Patagonia, the California-based upscale outdoor gear and apparel maker, has long offered lifetime repairs on its clothes. The fashion brand Eileen Fisher also repairs damaged clothing or offers to reimburse its customers when they pay for their own tailors to sew a hole or replace a button. Cabot Hosiery Mills launched Darn Tough Vermont, the sock brand beloved by hikers, 11 years ago with a lifetime guarantee; it now sells nearly 5 million pairs per year.
“The concept of making something well that lasts isn’t a particularly new one,” Sass Brown, an interim dean at New York’s Fashion Institute of Technology who has written extensively on sustainable fashion, told HuffPost. “But it’s a good concept, and it’s one that is absolutely worthwhile.”
Tom Cridland has a long way to go to become profitable, though. The company sold about $849,000 worth of clothes in the last two years. That’s not a terrible start for a bootstrapped firm with only two full-time employees: Cridland and his longtime girlfriend and business partner, Deborah Marx. (Cridland says the pair plan to hire their first employee soon; the seamstresses work on a contract).
For comparison, H&M earned $562 million in profit during its third quarter this year alone.
As fashion sustainability creeps into the mainstream, Cridland could find a bigger market to tap. Privately-held Patagonia, for instance, has doubled its revenue since 2010 to $800 million, according to Bloomberg.
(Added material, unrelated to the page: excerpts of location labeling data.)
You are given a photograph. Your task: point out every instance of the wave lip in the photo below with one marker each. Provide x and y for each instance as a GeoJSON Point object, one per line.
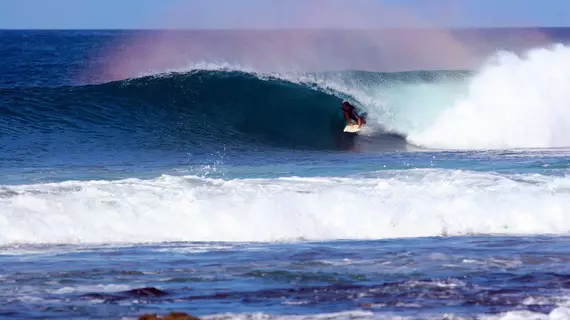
{"type": "Point", "coordinates": [420, 203]}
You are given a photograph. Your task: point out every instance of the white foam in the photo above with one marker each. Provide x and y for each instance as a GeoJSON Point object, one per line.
{"type": "Point", "coordinates": [394, 204]}
{"type": "Point", "coordinates": [512, 102]}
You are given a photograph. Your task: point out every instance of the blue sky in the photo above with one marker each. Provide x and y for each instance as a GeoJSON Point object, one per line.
{"type": "Point", "coordinates": [129, 14]}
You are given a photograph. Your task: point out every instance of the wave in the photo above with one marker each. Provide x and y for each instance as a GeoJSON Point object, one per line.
{"type": "Point", "coordinates": [199, 109]}
{"type": "Point", "coordinates": [169, 208]}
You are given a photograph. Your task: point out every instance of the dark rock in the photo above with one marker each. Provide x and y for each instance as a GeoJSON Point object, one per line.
{"type": "Point", "coordinates": [146, 292]}
{"type": "Point", "coordinates": [170, 316]}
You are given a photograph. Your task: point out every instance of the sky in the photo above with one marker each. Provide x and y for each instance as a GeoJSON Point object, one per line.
{"type": "Point", "coordinates": [222, 14]}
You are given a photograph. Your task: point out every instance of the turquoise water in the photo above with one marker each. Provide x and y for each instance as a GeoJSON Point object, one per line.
{"type": "Point", "coordinates": [234, 194]}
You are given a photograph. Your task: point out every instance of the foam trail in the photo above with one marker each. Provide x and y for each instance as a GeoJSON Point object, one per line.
{"type": "Point", "coordinates": [513, 102]}
{"type": "Point", "coordinates": [420, 203]}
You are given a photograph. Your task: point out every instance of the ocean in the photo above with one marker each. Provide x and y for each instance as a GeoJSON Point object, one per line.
{"type": "Point", "coordinates": [207, 172]}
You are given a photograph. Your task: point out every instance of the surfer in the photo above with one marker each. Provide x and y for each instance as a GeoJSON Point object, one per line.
{"type": "Point", "coordinates": [350, 114]}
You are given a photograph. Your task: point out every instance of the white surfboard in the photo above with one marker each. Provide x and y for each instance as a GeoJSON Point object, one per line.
{"type": "Point", "coordinates": [352, 128]}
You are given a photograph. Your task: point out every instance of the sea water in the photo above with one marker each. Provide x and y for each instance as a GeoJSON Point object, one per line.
{"type": "Point", "coordinates": [231, 193]}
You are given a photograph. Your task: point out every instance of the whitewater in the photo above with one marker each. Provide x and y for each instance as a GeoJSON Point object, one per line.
{"type": "Point", "coordinates": [223, 191]}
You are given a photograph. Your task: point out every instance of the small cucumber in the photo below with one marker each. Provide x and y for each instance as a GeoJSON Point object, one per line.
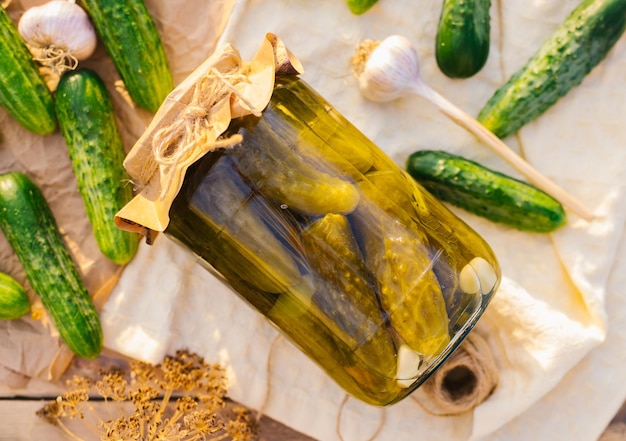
{"type": "Point", "coordinates": [359, 7]}
{"type": "Point", "coordinates": [31, 230]}
{"type": "Point", "coordinates": [23, 91]}
{"type": "Point", "coordinates": [87, 121]}
{"type": "Point", "coordinates": [14, 302]}
{"type": "Point", "coordinates": [462, 40]}
{"type": "Point", "coordinates": [580, 43]}
{"type": "Point", "coordinates": [486, 192]}
{"type": "Point", "coordinates": [131, 39]}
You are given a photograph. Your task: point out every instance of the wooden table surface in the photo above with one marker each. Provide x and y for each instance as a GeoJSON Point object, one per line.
{"type": "Point", "coordinates": [18, 421]}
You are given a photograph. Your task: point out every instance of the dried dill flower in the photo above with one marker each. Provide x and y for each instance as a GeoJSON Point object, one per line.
{"type": "Point", "coordinates": [183, 398]}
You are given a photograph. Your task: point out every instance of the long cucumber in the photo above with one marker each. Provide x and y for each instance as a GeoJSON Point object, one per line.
{"type": "Point", "coordinates": [23, 91]}
{"type": "Point", "coordinates": [580, 43]}
{"type": "Point", "coordinates": [462, 40]}
{"type": "Point", "coordinates": [88, 124]}
{"type": "Point", "coordinates": [131, 39]}
{"type": "Point", "coordinates": [486, 192]}
{"type": "Point", "coordinates": [31, 229]}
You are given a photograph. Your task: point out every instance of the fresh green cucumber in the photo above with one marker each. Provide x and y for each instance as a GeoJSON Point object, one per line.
{"type": "Point", "coordinates": [359, 7]}
{"type": "Point", "coordinates": [580, 43]}
{"type": "Point", "coordinates": [88, 124]}
{"type": "Point", "coordinates": [14, 302]}
{"type": "Point", "coordinates": [462, 40]}
{"type": "Point", "coordinates": [131, 39]}
{"type": "Point", "coordinates": [23, 91]}
{"type": "Point", "coordinates": [31, 230]}
{"type": "Point", "coordinates": [485, 192]}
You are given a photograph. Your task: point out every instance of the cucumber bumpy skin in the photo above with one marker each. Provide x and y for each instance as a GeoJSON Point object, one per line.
{"type": "Point", "coordinates": [87, 120]}
{"type": "Point", "coordinates": [486, 193]}
{"type": "Point", "coordinates": [23, 91]}
{"type": "Point", "coordinates": [462, 40]}
{"type": "Point", "coordinates": [359, 7]}
{"type": "Point", "coordinates": [30, 228]}
{"type": "Point", "coordinates": [580, 43]}
{"type": "Point", "coordinates": [131, 39]}
{"type": "Point", "coordinates": [14, 302]}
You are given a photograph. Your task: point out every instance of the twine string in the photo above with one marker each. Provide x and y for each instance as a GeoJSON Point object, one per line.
{"type": "Point", "coordinates": [177, 142]}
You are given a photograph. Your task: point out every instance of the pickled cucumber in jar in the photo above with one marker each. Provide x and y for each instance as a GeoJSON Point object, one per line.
{"type": "Point", "coordinates": [318, 230]}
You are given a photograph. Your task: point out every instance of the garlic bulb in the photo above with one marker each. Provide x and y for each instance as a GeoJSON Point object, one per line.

Like Patagonia, Cridland could continue to roll out more long-term insured items. By doing so, he might be able to entice people who bought his other 30-Year products. Over the years, those people could potentially acquire a bunch of Cridland’s garments.
“What some companies have done in the past is you help a customer build a wardrobe over time,” said Lewis, the assistant professor at Cornell. “Sort of like, ‘I know you bought this last year, but this goes with something I made this year’ ― so you kind of get into a timeless wardrobe-building relationship.”
That seems to be Cridland’s plan.
For now, the company only sells menswear, which could be a major boon. Men in the U.S. ― by far the world’s largest fashion market ― spend on average $10 more on clothes per month than women, according to a survey released earlier this year by Boutique @ Ogilvy, a fashion public relations firm. Menswear is expected to grow by 8.3 percent into a $110.3 billion market ― nearly twice the rate of womenswear.
An online-only seller like Cridland may be best positioned to tap that growth: In 2012, men outspent women in online shopping by 20 to 30 percent, according to Slate.
It’s also important to remember that, if the fashion business wants to shed its reputation for rivaling the oil industry as one of the world’s biggest polluters, it’ll need a patchwork of solutions. Efforts like Cridlands are a step in the right direction, albeit a tiny step.
“Will it solve fast fashion and the ethical issues with clothing and the textile industry? No, it won’t, but no one thing will do that anyway,” Brown said. “It requires a multitude of different perspectives and different answers. No single thing can solve the myriad problems we have in our industry.”